Based on an Australian series of young-adult novels, Tomorrow is the first book of this bestselling series. It’s told from the point of view of brilliantly acted Ellie (Caitlin Stasey). It’s probably due to the strength of the source material, but the plot and character development were stellar. The viewer will really sense the struggle as they go from flirty carefree teenagers on a camping trip, to helpless viewers as their town is locked down, to unwilling freedom fighters.
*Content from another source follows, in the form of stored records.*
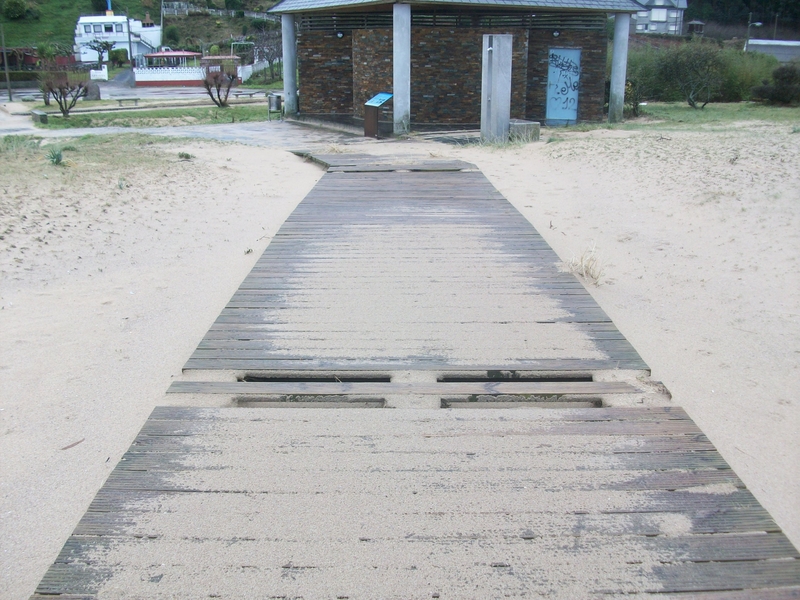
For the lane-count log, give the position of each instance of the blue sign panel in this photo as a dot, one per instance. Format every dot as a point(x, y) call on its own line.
point(563, 83)
point(378, 99)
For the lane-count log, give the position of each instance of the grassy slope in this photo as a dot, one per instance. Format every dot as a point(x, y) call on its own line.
point(58, 19)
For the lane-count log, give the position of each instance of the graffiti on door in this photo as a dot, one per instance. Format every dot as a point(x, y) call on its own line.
point(563, 83)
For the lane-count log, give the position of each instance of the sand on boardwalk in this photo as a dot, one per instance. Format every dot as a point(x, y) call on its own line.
point(111, 271)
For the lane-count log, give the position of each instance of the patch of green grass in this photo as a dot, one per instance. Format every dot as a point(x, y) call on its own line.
point(680, 114)
point(19, 144)
point(55, 157)
point(162, 117)
point(254, 85)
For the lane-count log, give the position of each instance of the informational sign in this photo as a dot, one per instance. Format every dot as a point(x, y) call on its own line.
point(563, 83)
point(378, 99)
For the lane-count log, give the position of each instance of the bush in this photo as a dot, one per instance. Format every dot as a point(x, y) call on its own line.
point(741, 72)
point(14, 9)
point(785, 86)
point(171, 34)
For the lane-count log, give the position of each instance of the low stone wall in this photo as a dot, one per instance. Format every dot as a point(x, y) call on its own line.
point(167, 76)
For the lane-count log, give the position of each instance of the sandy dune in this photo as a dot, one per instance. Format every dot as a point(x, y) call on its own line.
point(113, 268)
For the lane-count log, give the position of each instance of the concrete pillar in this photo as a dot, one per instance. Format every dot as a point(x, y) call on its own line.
point(402, 68)
point(289, 64)
point(619, 67)
point(496, 88)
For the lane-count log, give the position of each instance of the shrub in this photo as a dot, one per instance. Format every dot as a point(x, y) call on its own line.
point(785, 86)
point(14, 9)
point(65, 88)
point(218, 84)
point(695, 69)
point(741, 72)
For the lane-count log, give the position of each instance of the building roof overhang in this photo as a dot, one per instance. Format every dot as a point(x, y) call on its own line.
point(604, 6)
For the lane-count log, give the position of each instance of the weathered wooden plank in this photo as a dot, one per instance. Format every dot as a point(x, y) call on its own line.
point(378, 389)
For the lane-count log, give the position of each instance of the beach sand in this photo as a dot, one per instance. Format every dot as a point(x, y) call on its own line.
point(112, 269)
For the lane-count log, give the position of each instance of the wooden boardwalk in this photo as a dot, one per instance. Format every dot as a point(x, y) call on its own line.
point(406, 279)
point(418, 265)
point(254, 503)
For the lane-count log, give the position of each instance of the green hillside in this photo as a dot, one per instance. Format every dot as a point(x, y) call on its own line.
point(57, 19)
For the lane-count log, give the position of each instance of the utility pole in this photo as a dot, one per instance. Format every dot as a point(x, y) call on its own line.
point(5, 62)
point(130, 46)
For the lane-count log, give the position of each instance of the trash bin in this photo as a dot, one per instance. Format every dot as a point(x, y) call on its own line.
point(274, 102)
point(371, 110)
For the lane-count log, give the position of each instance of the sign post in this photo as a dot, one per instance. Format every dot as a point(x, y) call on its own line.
point(371, 110)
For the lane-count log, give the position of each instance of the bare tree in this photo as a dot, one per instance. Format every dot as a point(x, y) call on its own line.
point(218, 84)
point(101, 47)
point(65, 88)
point(269, 47)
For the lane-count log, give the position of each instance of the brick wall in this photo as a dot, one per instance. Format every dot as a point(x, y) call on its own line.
point(446, 74)
point(326, 72)
point(593, 45)
point(337, 75)
point(372, 66)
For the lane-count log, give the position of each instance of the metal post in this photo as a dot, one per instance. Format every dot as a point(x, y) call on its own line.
point(5, 62)
point(289, 34)
point(496, 88)
point(130, 46)
point(401, 60)
point(619, 67)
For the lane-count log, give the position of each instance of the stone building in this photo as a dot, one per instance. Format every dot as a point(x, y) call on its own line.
point(428, 54)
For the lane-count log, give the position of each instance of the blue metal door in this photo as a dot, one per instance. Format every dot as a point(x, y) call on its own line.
point(563, 83)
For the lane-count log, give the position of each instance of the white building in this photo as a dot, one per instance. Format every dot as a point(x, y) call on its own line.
point(659, 16)
point(145, 35)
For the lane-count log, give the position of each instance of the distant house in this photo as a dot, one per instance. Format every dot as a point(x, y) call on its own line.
point(169, 68)
point(659, 16)
point(145, 36)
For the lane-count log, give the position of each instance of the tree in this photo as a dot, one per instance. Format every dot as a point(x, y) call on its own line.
point(101, 47)
point(218, 84)
point(14, 9)
point(65, 88)
point(695, 69)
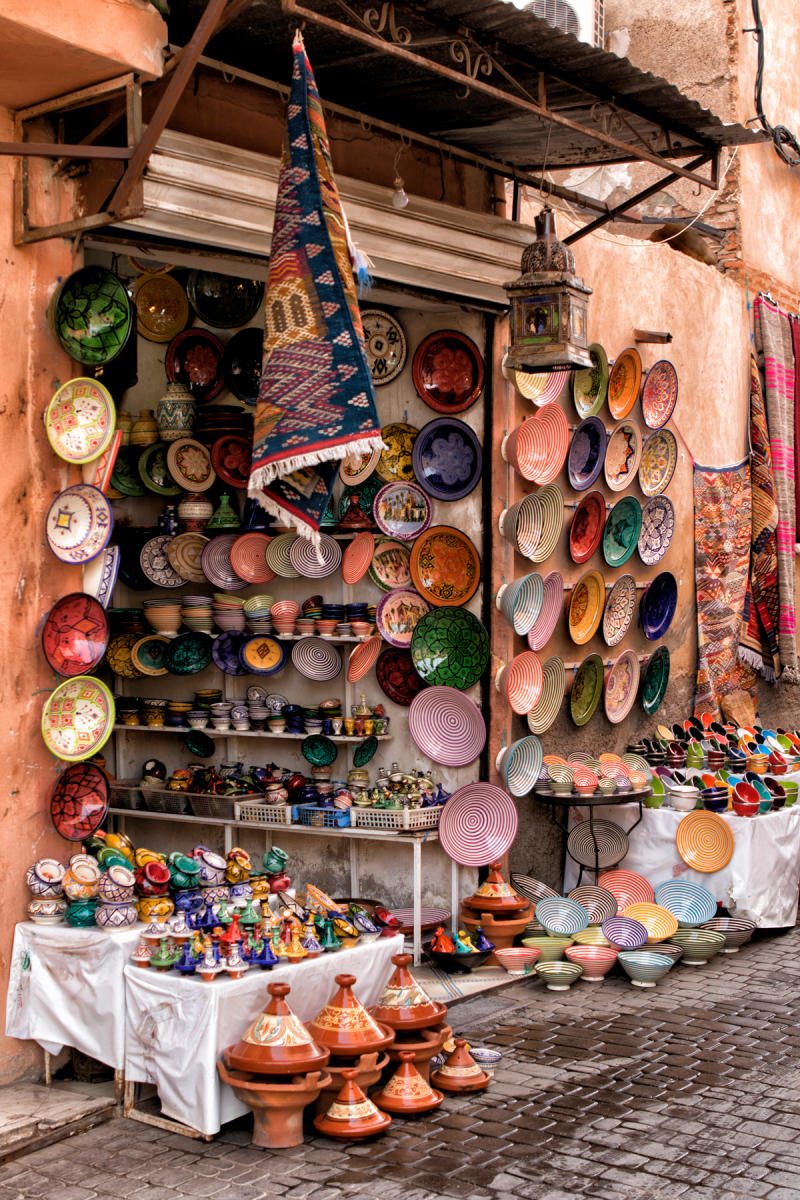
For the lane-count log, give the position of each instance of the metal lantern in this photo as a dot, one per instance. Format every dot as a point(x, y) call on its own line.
point(548, 306)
The author, John Marsden takes great care in his novels to not name invaders ethnicity. That’s fine for a book but you can’t show a generic soldier. Probably in consideration Australia’s geopolitical arena, producers choose Asia as the origin of the invading force. It doesn’t take much imagination to know the bad guys are from China. Unlike the Russians in Red Dawn, the Chinese don’t really seem like a natural fit for an invading army. However, that’s a debate that will run longer than this article. So moving on… To their credit, the film doesn’t dwell on the invaders origins but they focus on people and the country being invaded.
The cinematography is gorgeous. Many will never have any idea that any part of Australia looked like this. It was lush, tropical but at with huge mountain bluffs adorning the landscape. The film’s pace was steady and the direction capable. Despite some teen/Australian stereotyping in the beginning the acting overall wasn’t bad at all.
There’s action, but this film is not about fighting or the invading forces. There isn’t even an evil General/Leader to focus any hateful emotion on. The invasion simply serves as an external force upon the teens. This is a drama about how those teens react, grow and struggle against the context of war.